Hope you don't mind me asking you this question,

Ingo


----------



## hoppycalif (Apr 7, 2005)

The 120 gallon tank I used to have was a 5 foot long tank. I found I had to use 4 foot bulbs, which wasn't a bad idea, considering the variety of bulbs available for them. I purchased from the internet some end caps (sockets) and from a local lighting store, a couple of big magnetic ballasts (bad idea). I used 6 tubes, for 240 watts. It worked fine, but certainly not without algae problems. If I tried that again I would use electronic ballasts, T8 bulbs, and probably only 4 or 5 of them.

We need to always remember that 2.4 watts per gallon, using AHS lights with their great reflectors, is a lot more light than 2.4 watts per gallon of T12 bulbs with a painted white flat plate reflector. It probably differs by a factor of at least 1.5.


----------



## Avalon (Mar 7, 2005)

Aaron: That sounds good, but I'm wondering where I could find a 10000K 80w lamp? I can get the 6500K GE's no problem. Yes, 240w is a lot. I've been tossing around using 2 or 3. I was thinking of the 3rd for noon burst. All lamps will have their own ballast, so I was considering progressive/degressive on/off cycles. 1-2-3-2-1, and possibly some moon lighting.

Little Fish: I plan to keep it low maintenance (not low tech) by keeping slow growing plants. I want to use lots of Anubias. By carefully selecting plants, I can make this happen. I don't mind some faster growers, but I know what it's like to prune a high light/CO2 100g stem plant tank, and it takes a lot of time. I choose the ADA because of the look, how the substrate softens the water, and because I want healthy plants! The end result I believe will provide excellent conditions to breed apistos.

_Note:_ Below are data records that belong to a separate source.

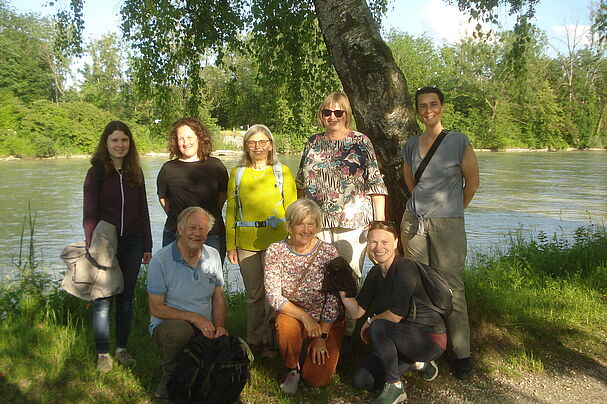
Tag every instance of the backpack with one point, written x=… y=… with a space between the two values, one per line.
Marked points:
x=439 y=293
x=210 y=370
x=272 y=221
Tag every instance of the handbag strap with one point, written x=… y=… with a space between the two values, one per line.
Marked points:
x=306 y=270
x=428 y=157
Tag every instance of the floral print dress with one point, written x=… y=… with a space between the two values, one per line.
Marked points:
x=341 y=175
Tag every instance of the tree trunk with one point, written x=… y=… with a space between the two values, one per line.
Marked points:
x=375 y=85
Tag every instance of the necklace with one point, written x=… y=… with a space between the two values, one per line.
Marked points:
x=306 y=249
x=258 y=176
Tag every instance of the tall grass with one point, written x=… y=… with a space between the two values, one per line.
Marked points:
x=541 y=298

Hoppy: I once used 4x40w T12 bulbs w/ no reflectors and a big window to grow plants in this same 100g. Worked pretty well and was extremely low maintenance. The only thing I pruned was the Jungle Val, as it grew in excess of 4 feet every 3 weeks (totaling 7'). I did find the light a bit weak, particularly on the ends. I want to stay away from that problem again, because due to the staggering of the bulbs, you have a bright center and low light edges. I prefer the edges to be a bit brighter, as that's where I like my plants. And yes, I used magnetic ballasts...never again!


----------



## AaronT (Apr 26, 2004)

The noon burst method is still considered high lighting. It's just a different method of implementation.

I believe Current USA makes 10,000k T5 HO bulbs. I'm not sure if they have 80 watt though. Try www.reefgeek.com. They usually have a good selection.


----------



## LITTLE_FISH (Sep 7, 2005)

Avalon,

Breeding Apistos, nice  

I have a pair of Apisto viejita II, very beautiful, but they are not beeding as of yet.

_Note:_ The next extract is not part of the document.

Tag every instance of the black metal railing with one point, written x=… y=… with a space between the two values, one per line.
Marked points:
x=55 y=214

About the light: I would say you are going for the over-kill here. Why bother adding all this light when your main goal is a farm of Anubias? Half the light would do just as well, with a much lower risk of having algae develop on the extremely slow growing leaves.

Just my opinion,

Ingo


----------



## sumoarigato (Nov 30, 2005)

Avalon,

If your building a hood/canopy so the bulbs/reflectors won't be visible...
One solution that might work is to use the 4' bulbs for the center of the tank (common, lots of choices, easier/cheaper to replace, etc.), and use additional bulbs oriented at 90degrees (from front to back) to fill in the ends. (I'm guessing that it's around 18-20", and I'm pretty sure there's plenty of variety in those smaller size ranges, although you may have to go with T-8s for this area.) 

It might even be ideal since it gives you good coverage on the sides where there typically are many plants (unlike the center).


----------



## Avalon (Mar 7, 2005)

Since I've started running only 2x54w T5HO on my 75g, I think 2x80w T5HO will work just fine on the 5' 100g, and the 6500K bulbs are much more pleasing at subdued levels than at high levels. I didn't think the plants would still pearl, but they do! My fish seem to like the lower light better too; I was wondering where they all went...

Thanks!


----------